However slowly but surely over the past few years, Google has made more and more tweaks to its Travel Tools, making its long-term aspirations clearer. Google doesn’t just want to be an option for where you can search for flights and hotels, it wants to be part of every stage of the online travel process—from discovery and planning your trip to helping you decide where to go and what to do once you reach your destination.
More proof of this came this week, when Google announced a few user experience changes to its existing mobile travel tools. Travelers searching via Google on their phone will now find a navigation bar at the top of Google’s interface, where they can toggle between flights and hotels for the dates and destination they’ve already selected (which removes the need for cumbersome separate searches). Perhaps more significantly, they’ve also added “Explore” and “My Trips” tabs to the new navigation, the former offering users a way to decide where they want to go, the latter collecting all upcoming and past travel reservations from the user’s Gmail.
So why does this all matter? Mainly, because it helps make it clear that Google’s long-term vision is to shift from an advertising-led business model to a product-led one when it comes to its travel tools. This means instead of collecting revenue from a hotel ad that appears in your results when you type in “hotel in New York,” it wants you to actually book that hotel via its travel tools (for which it collects more money per transaction than its traditional ads).
And indeed, Google Flights is already making headway with this product-led strategy. While metasearch websites like Kayak and Skyscanner—which aggregate and compare prices, and then refer you elsewhere to book—are well established, Google is at the heels of the industry leader Kayak for airline referral volume, according to Skift’s reporting. For now, Google seems keen to stick to this referral model for both flights and hotels, rather than becoming a booking service itself.
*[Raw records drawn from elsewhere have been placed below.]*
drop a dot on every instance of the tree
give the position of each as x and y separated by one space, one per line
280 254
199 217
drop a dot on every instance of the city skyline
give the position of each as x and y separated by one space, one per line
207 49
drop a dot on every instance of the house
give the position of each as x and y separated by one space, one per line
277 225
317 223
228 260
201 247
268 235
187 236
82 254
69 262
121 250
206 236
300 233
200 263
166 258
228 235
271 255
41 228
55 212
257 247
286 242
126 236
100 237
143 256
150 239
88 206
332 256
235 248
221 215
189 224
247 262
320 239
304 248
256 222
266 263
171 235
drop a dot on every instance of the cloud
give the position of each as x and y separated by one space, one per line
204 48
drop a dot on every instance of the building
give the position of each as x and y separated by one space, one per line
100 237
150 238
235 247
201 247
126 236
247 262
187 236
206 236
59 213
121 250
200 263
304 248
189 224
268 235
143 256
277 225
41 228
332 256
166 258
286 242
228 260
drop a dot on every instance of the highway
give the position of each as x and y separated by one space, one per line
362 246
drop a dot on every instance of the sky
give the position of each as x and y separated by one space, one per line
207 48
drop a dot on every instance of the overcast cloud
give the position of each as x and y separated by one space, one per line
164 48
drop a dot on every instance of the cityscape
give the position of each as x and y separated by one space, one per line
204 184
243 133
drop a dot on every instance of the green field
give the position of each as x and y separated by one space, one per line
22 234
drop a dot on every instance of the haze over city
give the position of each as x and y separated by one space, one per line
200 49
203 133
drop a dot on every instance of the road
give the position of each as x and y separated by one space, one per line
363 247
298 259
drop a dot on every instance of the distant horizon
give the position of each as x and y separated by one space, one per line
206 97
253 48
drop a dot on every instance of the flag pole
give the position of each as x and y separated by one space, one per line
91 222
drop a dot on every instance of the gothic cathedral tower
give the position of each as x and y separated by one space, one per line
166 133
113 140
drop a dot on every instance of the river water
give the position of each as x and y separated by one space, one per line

And of course, when it comes to inserting themselves at every part of the travel journey, they have a pretty huge leg up. Most people already use Google products every single day, whether it’s Gmail, Google Maps, or Google Drive. Google, it seems, wants make those services ever more integrated with its travel toolbox. They’ve already done this explicitly with their dedicated Google Trips app, which is getting better at suggesting itineraries and travel activities based on what they know about user preferences.
Google’s new consumer-led vision of its travel products may seem subtle, but make no mistake—it’s ambitious. And it may mean that where you used to use three to five different platforms to research, book, and plan a trip—Expedia, Kayak, TripAdvisor, Airbnb, Booking.com—in the coming years, you might just use Google.